Professors Bradley Agle of the University of Pittsburgh and Jeffrey Sonnenfeld of Yale asked 770 high-level executives at 128 North American companies to rate their bosses on five elements of "total charisma:" dynamic leadership, exemplary leadership, concern and respect for others, high expectations, and willingness to take personal risks. They then compared those figures with the companies' financial results -- the firm's increase in sales, earnings, market share and return on investment compared with competitors -- before and after the arrival of the CEO.
In the long term, there was no correlation between perceived charisma and actual performance, contradicting the researchers' initial hypothesis. But in the short term -- a CEO's first five to six years with a company -- there was a positive correlation between charisma and performance. In fact, a CEO being charismatic could actually boost shareholder value between 10 and 12 per cent in those years, Prof. Sonnenfeld said, before companies' performance regressed toward the mean.
Their contradictory findings left the researchers somewhat flummoxed. Indeed, in an era of superstar CEOs like Jack Welch and Lee Iacocca -- feted by the public at large, with a cachet in our collective imagination -- how can charisma not matter? To answer that question, however, seems almost too ambitious because it implicitly asks the broader question, What makes a successful business leader? Academics, consultants and, of course, chief executives each have their own theories, but the answers remain as nebulous as the notion of what defines charisma itself. It's one business question for which there appears to be no bottom line.
"Charisma is a kind of broad term," Mr. George said upon further reflection, "but a certain amount of moxie where people are excited about going to work . . . that's a good thing."
"But," he added, "if you don't drive results, then the rest of it is just fluffy."
To Tony Comper, the no-nonsense CEO of Bank of Montreal, describing charisma as fluffy is pretty much on point. Some observers actually consider him uncharismatic, but the characterization doesn't miff this highly successful leader one bit.
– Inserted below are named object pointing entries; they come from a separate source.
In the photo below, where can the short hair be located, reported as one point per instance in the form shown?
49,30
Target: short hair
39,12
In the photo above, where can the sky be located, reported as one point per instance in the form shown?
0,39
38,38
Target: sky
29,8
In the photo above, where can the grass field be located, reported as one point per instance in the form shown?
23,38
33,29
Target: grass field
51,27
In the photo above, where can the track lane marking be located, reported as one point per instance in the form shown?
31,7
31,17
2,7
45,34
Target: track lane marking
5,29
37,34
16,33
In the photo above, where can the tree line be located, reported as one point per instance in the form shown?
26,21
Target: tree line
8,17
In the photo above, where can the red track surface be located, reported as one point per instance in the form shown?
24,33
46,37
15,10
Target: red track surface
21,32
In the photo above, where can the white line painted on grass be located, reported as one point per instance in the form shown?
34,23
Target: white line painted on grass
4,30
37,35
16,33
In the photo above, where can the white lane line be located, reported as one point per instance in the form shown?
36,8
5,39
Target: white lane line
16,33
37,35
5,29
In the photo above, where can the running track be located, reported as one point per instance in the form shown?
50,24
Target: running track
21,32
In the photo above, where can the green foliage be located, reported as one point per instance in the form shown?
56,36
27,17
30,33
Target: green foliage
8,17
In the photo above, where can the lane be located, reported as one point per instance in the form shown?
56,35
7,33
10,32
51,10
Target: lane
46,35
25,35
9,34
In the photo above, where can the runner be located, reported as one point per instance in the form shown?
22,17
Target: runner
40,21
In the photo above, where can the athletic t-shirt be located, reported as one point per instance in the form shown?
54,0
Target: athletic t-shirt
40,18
"I frankly have never felt it's particularly important because charisma doesn't equate to results," Mr. Comper said in an interview. "What I think is important is authenticity."
Attempting to explain the contradictory findings of his study, Prof. Sonnenfeld speculated that charisma affected CEOs performance in their early years because they were able to "catalyze energy around the low-hanging fruit." As time wears on, however, "part of the problem is that the CEO has fallen back into a routine themselves," he said.
"Sometimes they become so celebrated that they don't realize that they themselves can become a cliché."
That view may lead one to ask whether charisma is better understood as the power to shape perceptions -- those of the market and subordinates, for example -- rather than an inherent ability to drive business success. Is charisma, in other words, more about hype than reality, more spin than substance? Perhaps, argues Vilmos Misangyi, a professor at the University of Delaware who has also studied the subject.
Mr. Misangyi's research has found that charismatic CEOs were more likely to be paid higher and win better ratings from analysts -- even though their companies performed no better than those of uncharismatic leaders. For that reason, companies should exercise caution when tapping a charismatic individual to lead their corporation, warned David Dotlich, president of the Mercer Delta Executive Learning Center, a Portland, Ore.-based organization that specializes in advising corporate leaders.
"When people are chosen for their charisma without substance or their lack of ability to execute, their star quality gets in the way of their ability to execute a strategy," Mr. Dotlich said, citing Hewlett-Packard Co.'s former CEO Carleton Fiorina, a once popular leader who was forced to resign her post under heavy criticism.
"The questions about the HP strategy become personalized about her," Mr. Dotlich explained. "She became the issue, not the company and not its strategy, and that's the downside of charisma."
Prof. Agle, the author of the recent study, distinguished between "individualized charisma" -- the Fiorina type, which is ego-driven and narcissistic -- and "socialized" charisma.
The former is dangerous, he said, while the latter should be viewed as a desirable quality, even if it doesn't directly lead to increased shareholder value, as his study found in the long term.